7. Update TypeEnv helpers (getConstructorParams, etc.) to expose default metadata.
8. Source conversion:
9. Generate default helper bindings.
10. Allocate helper names from DefaultNameV1 API fingerprint (no freshness fallback).
11. Enforce default-expression scope rule.
12. Update record-constructor expansion to fill omitted defaulted fields.
13. Export/linking/customs:
14. Mark default helpers as synthetic constructor-linked exports when constructors are exported (T()).
15. Ensure reachability roots include these synthetic constructor-linked defaults.
16. Inference/typing:
17. Typecheck helper bindings against declared field types.

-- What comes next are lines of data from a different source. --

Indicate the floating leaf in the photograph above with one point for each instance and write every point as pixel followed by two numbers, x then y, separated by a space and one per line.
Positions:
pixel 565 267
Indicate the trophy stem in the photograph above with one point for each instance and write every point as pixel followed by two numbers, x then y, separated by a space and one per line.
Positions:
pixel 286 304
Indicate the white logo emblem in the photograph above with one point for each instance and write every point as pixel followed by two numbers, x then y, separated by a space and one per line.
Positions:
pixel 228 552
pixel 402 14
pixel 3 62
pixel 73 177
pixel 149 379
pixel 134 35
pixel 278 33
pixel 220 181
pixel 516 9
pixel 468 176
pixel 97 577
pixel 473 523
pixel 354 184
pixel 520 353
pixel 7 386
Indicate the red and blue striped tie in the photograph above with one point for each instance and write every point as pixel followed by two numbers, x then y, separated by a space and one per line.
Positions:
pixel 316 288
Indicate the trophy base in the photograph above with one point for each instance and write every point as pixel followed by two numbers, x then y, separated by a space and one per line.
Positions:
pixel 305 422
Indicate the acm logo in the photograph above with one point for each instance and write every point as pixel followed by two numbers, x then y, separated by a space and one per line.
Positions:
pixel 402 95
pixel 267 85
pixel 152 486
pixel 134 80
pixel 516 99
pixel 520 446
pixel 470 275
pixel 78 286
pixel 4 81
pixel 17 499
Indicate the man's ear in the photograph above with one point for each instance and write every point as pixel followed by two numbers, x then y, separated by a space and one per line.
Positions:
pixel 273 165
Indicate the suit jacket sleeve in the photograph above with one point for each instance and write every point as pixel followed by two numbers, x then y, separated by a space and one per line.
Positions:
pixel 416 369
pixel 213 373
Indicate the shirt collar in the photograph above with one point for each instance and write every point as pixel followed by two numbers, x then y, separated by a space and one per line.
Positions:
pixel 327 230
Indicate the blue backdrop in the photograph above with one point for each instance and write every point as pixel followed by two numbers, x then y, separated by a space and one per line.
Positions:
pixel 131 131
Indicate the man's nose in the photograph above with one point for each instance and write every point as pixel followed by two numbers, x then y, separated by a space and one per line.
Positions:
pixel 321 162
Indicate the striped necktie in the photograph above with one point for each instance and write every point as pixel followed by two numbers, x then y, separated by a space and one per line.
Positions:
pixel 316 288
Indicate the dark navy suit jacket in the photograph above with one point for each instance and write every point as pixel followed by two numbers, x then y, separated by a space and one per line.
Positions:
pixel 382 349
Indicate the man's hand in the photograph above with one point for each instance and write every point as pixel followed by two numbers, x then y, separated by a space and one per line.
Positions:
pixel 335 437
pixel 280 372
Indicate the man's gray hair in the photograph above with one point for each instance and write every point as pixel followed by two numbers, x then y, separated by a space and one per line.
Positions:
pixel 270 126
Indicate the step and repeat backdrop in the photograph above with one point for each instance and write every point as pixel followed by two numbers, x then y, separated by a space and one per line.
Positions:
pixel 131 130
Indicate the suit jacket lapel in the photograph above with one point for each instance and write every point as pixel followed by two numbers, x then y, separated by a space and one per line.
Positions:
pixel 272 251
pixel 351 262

18. Preserve existing constructor-function typing.
19. API diff:
20. Add default-added/default-removed diff cases.
21. Wire semver validity as above.
22. Proto:
23. Add int32 defaultBindingName to FnParam (0 => absent).
24. Update encode/decode.

Test Plan

1. Parsing/printing:
2. Struct and enum defaults roundtrip.
3. Record-constructor syntax accepts C {}.
4. Typing/elaboration:
5. Record construction succeeds with subset fields when defaults exist.
6. C {} succeeds when all fields have defaults.
7. Missing non-defaulted field still errors.
8. Positional constructor call arity behavior unchanged.
9. Pattern matching:
10. Existing pattern behavior unchanged.
11. Scope restrictions:
12. Default references to constructor params rejected.
13. Forward-reference defaults rejected (or reported) per ordering rule.
14. API diff/semver:
15. Add default => minor-valid, patch-invalid.
16. Remove default => major-only.
17. Param add/remove still major-only even if default exists.
18. Add golden test: unchanged constructor API identity => unchanged generated default-helper names.
19. Protobuf compatibility:
20. Decode old proto (without field) as no defaults.
21. Roundtrip new proto with defaults preserved.
22. Naming collisions:
23. Assert generated helper names are unique for all defaulted params in a package.
24. Document invariant: synthetic helper names are not user-definable in Bosatsu source.
25. Visibility and reachability:
26. export T does not permit external default-backed construction.
27. export T() does permit external default-backed construction.
28. No user-visible unused-let errors are produced for synthetic default helpers.